Mersinli Lise Öğrencisinden Yörük Kültürüne Dair Dikkat Çeken Derleme
Bir Yemekten Doğan Merak
Mersin’de lise öğrenimi gören Duru Şahmeran, anneannesinin yaptığı topalak yemeği sayesinde Yörük kültürünü incelemeye başladı. “Topalak sadece bir yemek değil, bir kültürün izini taşıyordu” diyen Şahmeran, öğretmeni Hilmi Dulkadir ile Toroslar’ın köylerinde saha çalışması yaptı. Çalışmasını makale haline getirip çeşitli sitelerde yayımladı.

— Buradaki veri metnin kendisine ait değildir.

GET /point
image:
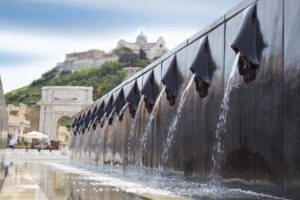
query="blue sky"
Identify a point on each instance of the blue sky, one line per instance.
(35, 34)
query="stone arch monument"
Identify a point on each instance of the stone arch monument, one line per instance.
(59, 101)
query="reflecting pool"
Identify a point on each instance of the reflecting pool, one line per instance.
(60, 181)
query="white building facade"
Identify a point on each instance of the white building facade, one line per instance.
(152, 50)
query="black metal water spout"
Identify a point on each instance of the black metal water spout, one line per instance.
(93, 118)
(108, 110)
(150, 91)
(99, 114)
(203, 68)
(74, 125)
(133, 98)
(171, 80)
(246, 43)
(119, 103)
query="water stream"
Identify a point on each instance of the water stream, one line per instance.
(173, 126)
(133, 127)
(221, 126)
(150, 119)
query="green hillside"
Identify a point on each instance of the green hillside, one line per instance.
(101, 79)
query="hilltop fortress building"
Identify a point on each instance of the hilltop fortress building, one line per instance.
(96, 58)
(152, 50)
(79, 60)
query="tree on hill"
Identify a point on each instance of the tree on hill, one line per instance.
(102, 79)
(142, 55)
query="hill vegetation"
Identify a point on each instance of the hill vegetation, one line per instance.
(102, 79)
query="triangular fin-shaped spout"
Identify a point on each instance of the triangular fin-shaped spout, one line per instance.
(150, 91)
(133, 98)
(245, 43)
(100, 112)
(203, 68)
(119, 103)
(171, 81)
(108, 110)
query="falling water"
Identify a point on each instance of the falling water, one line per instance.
(134, 124)
(108, 150)
(173, 126)
(221, 126)
(124, 108)
(95, 136)
(150, 120)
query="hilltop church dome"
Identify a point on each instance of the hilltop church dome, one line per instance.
(141, 38)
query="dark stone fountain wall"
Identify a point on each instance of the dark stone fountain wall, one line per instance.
(261, 146)
(3, 133)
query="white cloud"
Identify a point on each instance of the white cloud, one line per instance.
(186, 7)
(51, 49)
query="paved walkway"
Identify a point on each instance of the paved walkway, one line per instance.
(20, 185)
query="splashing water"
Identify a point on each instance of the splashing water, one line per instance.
(150, 120)
(124, 108)
(221, 126)
(173, 126)
(133, 126)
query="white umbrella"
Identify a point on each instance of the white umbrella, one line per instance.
(36, 135)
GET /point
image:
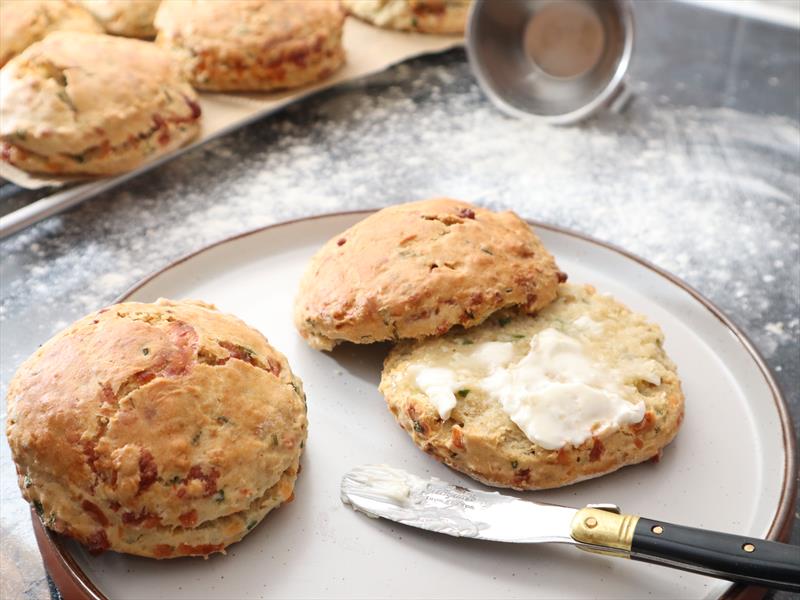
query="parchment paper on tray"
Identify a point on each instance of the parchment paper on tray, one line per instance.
(369, 50)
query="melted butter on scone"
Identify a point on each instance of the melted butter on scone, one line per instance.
(556, 393)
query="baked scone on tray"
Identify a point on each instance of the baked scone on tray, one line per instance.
(130, 18)
(253, 45)
(424, 16)
(418, 269)
(533, 402)
(64, 111)
(23, 22)
(162, 430)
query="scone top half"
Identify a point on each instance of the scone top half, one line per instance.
(162, 430)
(418, 269)
(533, 402)
(240, 45)
(93, 103)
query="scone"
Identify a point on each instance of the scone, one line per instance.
(65, 111)
(258, 45)
(23, 22)
(577, 391)
(162, 430)
(426, 16)
(418, 269)
(131, 18)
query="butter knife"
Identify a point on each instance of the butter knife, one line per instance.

Bebek Bakımında Toprak ve Tuzlama Geleneği
Yörük kadınlarının bebekleri sırtlarında taşıyarak işlerini sürdürdüğü, bebeklerin ısıtılmış toprakla sarıldığı tespit edildi. Ayrıca tuzlama geleneğiyle yeni doğanlara güç kazandırıldığı ve göbek bağının çocuğun geleceği için dileklere göre saklandığı aktarıldı.
Yörük Sofralarının Vazgeçilmez Tatları
Şahmeran’ın araştırmasında Yörüklerin en sık tükettiği yemekler arasında bulgur pilavı, topalak, dövme pilavı ve gelincik böreği öne çıktı. Sofraların baş tacı ise keçi sütünden yapılan tulum peyniri ve tereyağı oldu. Yemeklerin imece usulüyle hazırlanması da kültürel dayanışmanın bir göstergesi olarak dikkat çekti.
Hayvancılık ve Doğayla Mücadele
Geçim kaynağı hayvancılıkla süren Yörüklerde keçi sürüleri yaşamın merkezinde yer alıyor. Kurt saldırıları ve yırtıcı kuşlara karşı sürüler çobanlarla korunmaya çalışılıyor. Bu durum doğayla iç içe geçen zorlu yaşamın en belirgin izlerinden biri olarak ortaya çıkıyor.
Ozanlık Geleneği ve Dokuma Sanatı
Yörük kültüründe ozanlık geleneğinin devam ettiği, doğaçlama türkülerle toplumsal hafızanın taşındığı kaydedildi. Ayrıca doğadan esinlenen motiflerle işlenen dokumaların, kültürel mirasın önemli bir parçası olduğu belirtildi.
“Doğayla Uyum İçinde Yaşamak”
Araştırmasını değerlendiren Duru Şahmeran, “Benim için Yörük demek doğayla uyum içinde yaşamak demektir. Zor koşullara rağmen güler yüzlü, üretken ve misafirperver insanlarla tanıştım” dedi.